In dem Moment gingen links und rechts von ihrem Standplatz flackernd zwei Straßenlaternen an und tauchten Zirkuswagen und Truck in helles Neonlicht. Fragend blickte Tom zu Welf. Der zog nur kurz die Augenbrauen hoch und stapfte los in Richtung der ersten Laterne. Dort angekommen, sah er sich kurz verstohlen um. Kaum war er sicher, dass niemand außer Tom zu ihm hersah, hatte er mit einem einzigen Ruck die Serviceabdeckung im Sockel abgerissen.
Krass, wie kann der eine verschraubte Metallplatte einfach so abrupfen?, fragte sich Tom.
Noch erstaunter war er, als Welf einfach in das Kabelgewirr fasste. Es blitzte und britzelte kurz, dann ging die Laterne aus. Nur Sekunden später erlosch auch das Licht der anderen Laternen links und rechts von ihrem Standplatz.
Tom zuckte zusammen, als der Werwolf urplötzlich wieder neben ihm stand. »Wie kannst du so verdammt schnell sein?«, staunte er. »Und was hast du verdammt noch mal für Fingernägel?«
Welf hob seine Hand, und Tom sah, wie sich die dicken, spitzen Nägel wieder in die Finger zurückzogen. Er schluckte. »Wie macht man denn da Maniküre? Mit einer Flex?«
Der Werwolf lachte heiser. »Nein, tatsächlich kann ich sie nur mit den eigenen Zähnen stutzen. Die sind noch härter.«
Tom grinste. »Cool, eine Ausrede zum Nägelkauen. Und jetzt?«
»Jetzt ist es dunkel genug, dass wir beide nicht alles alleine aufbauen müssen.«
Welf stieß einen lauten Pfiff aus, und kaum war der Ton verklungen, bemerkte Tom, dass sich in den Schatten rund um ihren Truck etwas bewegte. Die Ladeklappe öffnete sich, und für wenige Sekunden glaubte er, die Schemen des Vampirs zu erkennen, der ein paar seltsame Bewegungen mit den Händen vollführte.
Doch da schien die Luft zu flimmern, und alles war wieder wie vorher. Auch der Truck war plötzlich wieder verschlossen, und nichts rührte sich mehr. Tom wollte sich gerade an Welf wenden, doch der sah ihn geheimnisvoll an und grinste. »Bleib einfach hier stehen und zähl bis hundertvierundzwanzig. Wenn jemand kommt, ruf mich, okay?«
Tom nickte. »Okay. Aber …« Er stockte, als der Werwolf nach wenigen Schritten einfach verschwunden war. Wie konnte das sein? Welf war zwar schnell, aber nicht SO schnell. Verwundert starrte Tom in die Dunkelheit hinein. Aber dort war nichts zu sehen, was nicht die ganze Zeit zu sehen gewesen war. Der Zirkuswagen, der Truck und jede Menge Dunkelheit.
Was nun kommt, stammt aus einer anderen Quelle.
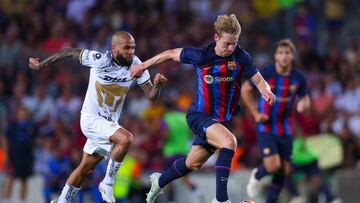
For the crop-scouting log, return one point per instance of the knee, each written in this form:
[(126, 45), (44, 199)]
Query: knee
[(123, 138), (87, 169), (273, 167), (194, 165), (230, 143)]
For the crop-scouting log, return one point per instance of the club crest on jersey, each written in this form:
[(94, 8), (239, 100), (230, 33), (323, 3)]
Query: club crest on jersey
[(96, 56), (208, 79), (292, 88), (266, 151), (231, 65)]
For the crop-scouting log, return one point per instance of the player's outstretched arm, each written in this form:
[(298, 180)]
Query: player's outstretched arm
[(303, 104), (263, 88), (171, 54), (34, 63), (247, 98), (153, 91)]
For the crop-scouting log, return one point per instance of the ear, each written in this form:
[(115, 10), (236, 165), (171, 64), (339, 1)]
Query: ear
[(216, 37)]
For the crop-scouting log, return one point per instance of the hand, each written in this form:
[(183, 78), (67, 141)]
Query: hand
[(159, 79), (137, 70), (269, 97), (260, 117), (34, 63)]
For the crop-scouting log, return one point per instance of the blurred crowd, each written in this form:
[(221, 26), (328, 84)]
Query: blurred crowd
[(49, 101)]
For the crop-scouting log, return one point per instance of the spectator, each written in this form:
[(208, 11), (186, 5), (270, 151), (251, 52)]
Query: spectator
[(20, 138)]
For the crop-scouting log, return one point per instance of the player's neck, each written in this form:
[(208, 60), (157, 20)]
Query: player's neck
[(285, 71), (217, 52)]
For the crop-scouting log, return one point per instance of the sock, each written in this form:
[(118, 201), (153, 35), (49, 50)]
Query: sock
[(276, 185), (177, 170), (326, 191), (222, 167), (261, 172), (68, 193), (111, 171), (291, 187)]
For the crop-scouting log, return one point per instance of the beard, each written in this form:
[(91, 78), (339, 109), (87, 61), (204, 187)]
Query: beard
[(122, 61)]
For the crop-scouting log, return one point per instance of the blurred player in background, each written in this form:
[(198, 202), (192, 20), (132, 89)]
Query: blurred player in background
[(19, 141), (108, 84), (219, 68), (274, 124), (177, 139)]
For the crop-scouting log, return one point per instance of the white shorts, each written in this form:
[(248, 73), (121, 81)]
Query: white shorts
[(98, 131)]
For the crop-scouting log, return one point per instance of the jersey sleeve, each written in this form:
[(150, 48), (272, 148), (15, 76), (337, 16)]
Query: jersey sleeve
[(93, 59), (145, 75), (192, 55), (302, 91), (248, 64)]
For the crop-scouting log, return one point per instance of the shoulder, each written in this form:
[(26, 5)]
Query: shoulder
[(136, 60), (95, 58), (298, 73)]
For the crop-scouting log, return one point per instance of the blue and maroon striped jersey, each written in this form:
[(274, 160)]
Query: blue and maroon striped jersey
[(218, 79), (286, 88)]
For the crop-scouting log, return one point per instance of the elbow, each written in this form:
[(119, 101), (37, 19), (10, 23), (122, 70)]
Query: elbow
[(152, 97)]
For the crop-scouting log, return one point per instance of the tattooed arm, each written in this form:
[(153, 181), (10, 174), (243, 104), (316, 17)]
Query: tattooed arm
[(34, 63)]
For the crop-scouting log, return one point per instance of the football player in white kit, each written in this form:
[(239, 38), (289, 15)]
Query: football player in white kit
[(108, 84)]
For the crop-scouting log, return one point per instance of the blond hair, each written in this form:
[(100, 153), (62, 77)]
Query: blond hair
[(286, 43), (227, 24)]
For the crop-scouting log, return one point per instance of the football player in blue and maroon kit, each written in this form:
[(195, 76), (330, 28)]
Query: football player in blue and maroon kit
[(274, 123), (219, 68)]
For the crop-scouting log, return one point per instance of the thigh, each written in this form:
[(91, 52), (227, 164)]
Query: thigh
[(90, 160), (199, 123), (98, 132), (267, 145), (285, 144), (198, 156), (219, 136)]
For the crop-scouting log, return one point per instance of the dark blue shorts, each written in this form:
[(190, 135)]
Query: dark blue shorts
[(168, 161), (309, 169), (198, 123), (270, 144)]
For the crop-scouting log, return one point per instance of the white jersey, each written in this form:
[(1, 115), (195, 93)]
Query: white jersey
[(108, 84)]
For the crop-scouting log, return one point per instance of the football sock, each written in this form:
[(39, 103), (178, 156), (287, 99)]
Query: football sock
[(326, 191), (261, 172), (276, 185), (222, 167), (177, 170), (68, 193), (111, 171), (291, 187)]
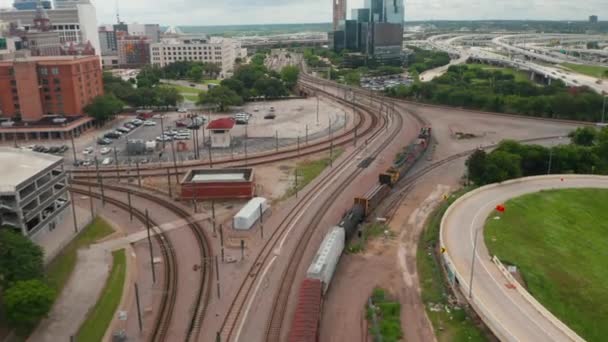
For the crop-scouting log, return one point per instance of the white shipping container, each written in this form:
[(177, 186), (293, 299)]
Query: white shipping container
[(250, 214), (324, 264)]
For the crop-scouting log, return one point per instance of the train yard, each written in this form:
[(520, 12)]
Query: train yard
[(264, 291)]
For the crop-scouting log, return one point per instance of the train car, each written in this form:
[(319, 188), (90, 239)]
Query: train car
[(325, 261), (373, 198), (351, 220), (307, 319)]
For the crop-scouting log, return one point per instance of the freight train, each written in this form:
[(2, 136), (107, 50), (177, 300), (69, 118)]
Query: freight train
[(305, 325)]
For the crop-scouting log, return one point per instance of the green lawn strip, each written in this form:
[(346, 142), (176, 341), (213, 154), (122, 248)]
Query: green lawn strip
[(558, 240), (182, 89), (309, 170), (450, 324), (589, 70), (59, 270), (519, 75), (387, 312), (99, 318)]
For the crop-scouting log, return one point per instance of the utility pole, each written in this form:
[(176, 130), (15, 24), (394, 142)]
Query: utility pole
[(150, 247)]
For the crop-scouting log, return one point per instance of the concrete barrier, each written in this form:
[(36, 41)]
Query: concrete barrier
[(486, 315)]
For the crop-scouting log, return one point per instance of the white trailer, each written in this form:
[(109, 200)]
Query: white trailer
[(324, 264), (250, 214)]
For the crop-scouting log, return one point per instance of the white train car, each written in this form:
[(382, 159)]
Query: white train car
[(324, 264)]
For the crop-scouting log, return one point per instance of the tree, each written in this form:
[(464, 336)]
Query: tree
[(168, 96), (26, 302), (196, 73), (289, 75), (104, 107), (476, 166), (222, 97), (353, 78), (584, 136), (20, 258)]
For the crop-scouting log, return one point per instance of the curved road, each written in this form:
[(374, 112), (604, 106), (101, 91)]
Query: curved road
[(509, 310)]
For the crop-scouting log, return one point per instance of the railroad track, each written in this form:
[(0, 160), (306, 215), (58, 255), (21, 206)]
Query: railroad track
[(280, 302), (243, 296), (170, 283), (361, 129), (203, 292)]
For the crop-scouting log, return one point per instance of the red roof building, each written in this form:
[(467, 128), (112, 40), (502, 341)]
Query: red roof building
[(220, 132), (221, 124)]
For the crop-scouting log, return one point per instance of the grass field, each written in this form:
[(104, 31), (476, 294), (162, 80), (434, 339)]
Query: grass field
[(519, 75), (456, 325), (59, 270), (388, 317), (101, 315), (589, 70), (559, 242)]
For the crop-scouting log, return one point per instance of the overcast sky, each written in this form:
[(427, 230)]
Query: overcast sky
[(231, 12)]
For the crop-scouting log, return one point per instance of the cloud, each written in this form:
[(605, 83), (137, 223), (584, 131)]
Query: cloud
[(231, 12)]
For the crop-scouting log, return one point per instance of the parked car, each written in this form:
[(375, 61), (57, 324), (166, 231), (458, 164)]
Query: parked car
[(103, 141)]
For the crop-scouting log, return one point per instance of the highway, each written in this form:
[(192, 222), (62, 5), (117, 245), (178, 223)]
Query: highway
[(508, 309)]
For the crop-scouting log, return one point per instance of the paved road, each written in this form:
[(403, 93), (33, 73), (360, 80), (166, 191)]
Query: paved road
[(505, 310)]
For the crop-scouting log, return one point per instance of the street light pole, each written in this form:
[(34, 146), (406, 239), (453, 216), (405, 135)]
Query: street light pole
[(473, 264)]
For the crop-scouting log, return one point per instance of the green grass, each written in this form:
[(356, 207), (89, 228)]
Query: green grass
[(190, 97), (455, 325), (309, 170), (182, 89), (520, 76), (59, 270), (388, 315), (559, 242), (100, 317), (589, 70)]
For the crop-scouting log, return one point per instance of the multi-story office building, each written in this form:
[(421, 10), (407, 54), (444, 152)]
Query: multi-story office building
[(221, 51), (339, 7), (76, 25), (31, 4), (133, 51), (33, 191), (39, 86), (70, 3)]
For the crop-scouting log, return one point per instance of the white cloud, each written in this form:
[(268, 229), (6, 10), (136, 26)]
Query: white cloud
[(231, 12)]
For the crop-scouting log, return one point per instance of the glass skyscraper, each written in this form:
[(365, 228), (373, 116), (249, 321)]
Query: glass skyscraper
[(31, 4)]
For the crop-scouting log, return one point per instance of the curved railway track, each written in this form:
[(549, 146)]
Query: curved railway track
[(235, 311), (167, 304), (360, 129), (204, 289)]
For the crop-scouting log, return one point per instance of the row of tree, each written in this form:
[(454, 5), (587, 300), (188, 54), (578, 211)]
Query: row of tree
[(499, 91), (249, 82), (118, 93), (24, 295), (587, 154)]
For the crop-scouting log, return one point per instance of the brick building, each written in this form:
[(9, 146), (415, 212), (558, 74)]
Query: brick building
[(39, 86)]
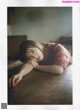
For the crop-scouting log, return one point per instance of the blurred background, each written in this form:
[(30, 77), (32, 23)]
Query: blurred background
[(40, 23)]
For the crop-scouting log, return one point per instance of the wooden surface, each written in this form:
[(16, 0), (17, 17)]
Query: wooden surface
[(42, 88)]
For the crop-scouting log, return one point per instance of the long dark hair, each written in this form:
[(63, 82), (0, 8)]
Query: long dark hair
[(25, 45)]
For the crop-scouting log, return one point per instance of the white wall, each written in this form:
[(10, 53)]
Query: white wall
[(52, 23)]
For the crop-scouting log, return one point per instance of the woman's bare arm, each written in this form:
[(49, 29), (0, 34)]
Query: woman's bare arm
[(26, 68), (50, 68), (15, 79)]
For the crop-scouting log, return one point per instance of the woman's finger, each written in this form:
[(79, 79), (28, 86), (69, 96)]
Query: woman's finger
[(13, 81), (10, 80), (16, 82)]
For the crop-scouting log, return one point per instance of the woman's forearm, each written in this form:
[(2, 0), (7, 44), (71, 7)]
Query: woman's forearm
[(26, 68), (50, 68), (14, 64)]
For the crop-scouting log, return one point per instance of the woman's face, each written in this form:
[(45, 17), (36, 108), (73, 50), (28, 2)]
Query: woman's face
[(35, 54)]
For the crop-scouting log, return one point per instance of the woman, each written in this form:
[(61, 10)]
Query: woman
[(51, 57)]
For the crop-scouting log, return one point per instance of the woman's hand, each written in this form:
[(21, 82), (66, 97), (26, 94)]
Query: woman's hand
[(34, 63), (14, 80)]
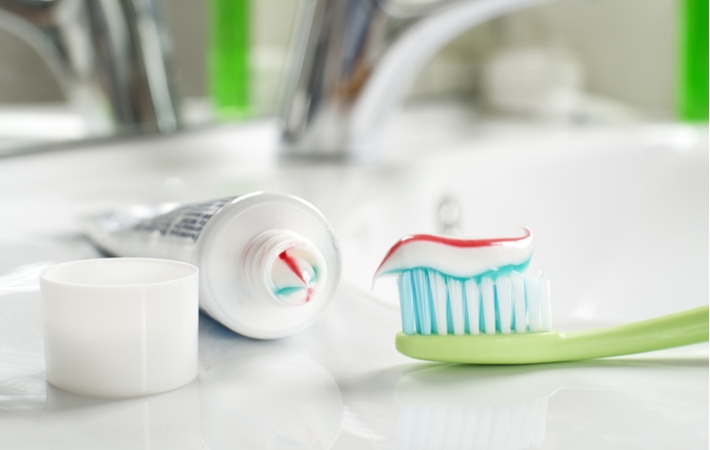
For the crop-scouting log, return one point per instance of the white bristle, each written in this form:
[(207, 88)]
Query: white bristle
[(437, 284), (422, 297), (519, 299), (473, 305), (533, 303), (505, 304), (435, 303), (489, 308), (455, 288)]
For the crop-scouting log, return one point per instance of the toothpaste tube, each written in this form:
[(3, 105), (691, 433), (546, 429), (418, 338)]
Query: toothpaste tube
[(269, 262)]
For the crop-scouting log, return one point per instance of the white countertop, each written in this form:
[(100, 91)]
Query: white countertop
[(613, 209)]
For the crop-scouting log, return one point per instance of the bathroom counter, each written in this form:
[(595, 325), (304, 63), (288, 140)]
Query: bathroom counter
[(620, 216)]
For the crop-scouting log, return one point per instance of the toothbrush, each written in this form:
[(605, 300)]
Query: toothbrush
[(470, 301)]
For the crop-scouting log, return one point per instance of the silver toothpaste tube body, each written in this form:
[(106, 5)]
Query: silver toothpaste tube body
[(269, 262)]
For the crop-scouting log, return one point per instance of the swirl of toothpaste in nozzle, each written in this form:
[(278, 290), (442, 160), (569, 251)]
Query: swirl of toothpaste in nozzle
[(293, 279)]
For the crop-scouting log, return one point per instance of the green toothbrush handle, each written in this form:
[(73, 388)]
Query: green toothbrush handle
[(674, 330)]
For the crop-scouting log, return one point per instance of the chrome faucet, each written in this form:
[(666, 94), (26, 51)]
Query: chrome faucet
[(355, 59), (109, 56)]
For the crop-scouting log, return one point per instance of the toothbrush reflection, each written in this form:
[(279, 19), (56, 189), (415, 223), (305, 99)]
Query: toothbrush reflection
[(515, 407), (264, 394)]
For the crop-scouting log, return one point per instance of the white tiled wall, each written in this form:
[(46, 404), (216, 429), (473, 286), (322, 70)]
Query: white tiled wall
[(627, 48)]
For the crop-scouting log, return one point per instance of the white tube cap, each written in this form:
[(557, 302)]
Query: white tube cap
[(120, 327)]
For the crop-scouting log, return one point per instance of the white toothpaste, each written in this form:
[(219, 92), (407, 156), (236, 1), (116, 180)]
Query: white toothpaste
[(455, 257), (269, 262)]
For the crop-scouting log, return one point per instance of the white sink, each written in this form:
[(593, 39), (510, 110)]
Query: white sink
[(620, 217)]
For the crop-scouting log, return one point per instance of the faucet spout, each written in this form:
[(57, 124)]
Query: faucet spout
[(111, 58), (358, 59)]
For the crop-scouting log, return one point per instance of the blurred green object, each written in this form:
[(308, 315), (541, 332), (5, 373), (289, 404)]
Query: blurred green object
[(693, 76), (229, 69)]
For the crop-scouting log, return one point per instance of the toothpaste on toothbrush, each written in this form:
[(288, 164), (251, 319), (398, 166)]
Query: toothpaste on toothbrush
[(456, 257), (269, 262)]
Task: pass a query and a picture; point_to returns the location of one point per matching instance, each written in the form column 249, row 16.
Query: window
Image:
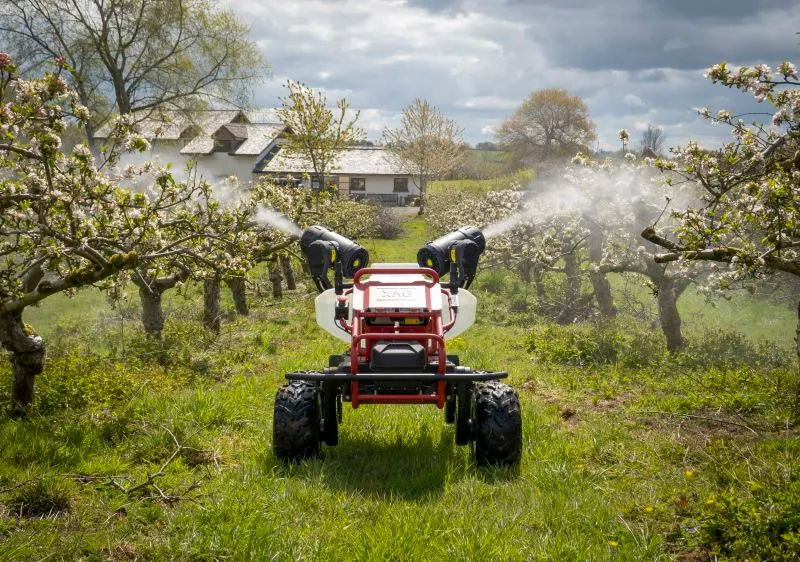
column 400, row 185
column 223, row 145
column 358, row 184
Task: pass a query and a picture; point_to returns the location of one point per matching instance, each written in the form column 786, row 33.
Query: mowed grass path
column 602, row 476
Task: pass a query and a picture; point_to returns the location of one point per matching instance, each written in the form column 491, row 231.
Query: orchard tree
column 652, row 141
column 749, row 214
column 427, row 144
column 63, row 224
column 315, row 133
column 134, row 56
column 550, row 124
column 620, row 200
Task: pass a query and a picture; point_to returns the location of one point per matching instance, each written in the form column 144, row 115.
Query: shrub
column 722, row 348
column 386, row 224
column 763, row 525
column 595, row 344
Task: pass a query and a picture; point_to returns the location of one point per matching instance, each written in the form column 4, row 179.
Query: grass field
column 637, row 457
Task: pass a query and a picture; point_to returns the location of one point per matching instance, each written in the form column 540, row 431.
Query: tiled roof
column 262, row 115
column 352, row 161
column 199, row 145
column 259, row 135
column 172, row 124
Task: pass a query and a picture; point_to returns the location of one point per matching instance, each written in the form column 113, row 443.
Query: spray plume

Mussten die jetzt nicht mal irgendwas ausladen? Und das Ausgeladene dann zusammenbauen und festschrauben und …
Na ja, er würde das bestimmt alles gleich erfahren. Tom zuckte mit den Schultern und begann, leise zu zählen.
Ein bisschen doof kam er sich schon vor, hier zählend in der Dunkelheit zu stehen und dabei auf einen Lastwagen zu starren, um den sich nichts – aber auch wirklich gar nichts – bewegte.
»Hundertachtzehn, was soll’s, hundertneunzehn, gleich weiß ich ja, hundertzwanzig, was sie sich dabei ged– AH!«
Der Werwolf war wie aus dem Nichts direkt vor ihm erschienen! »Oh Mann, Welf, musst du mich so erschrecken, ey!«
»Komm«, sagte Welf nur und winkte Tom zu sich heran.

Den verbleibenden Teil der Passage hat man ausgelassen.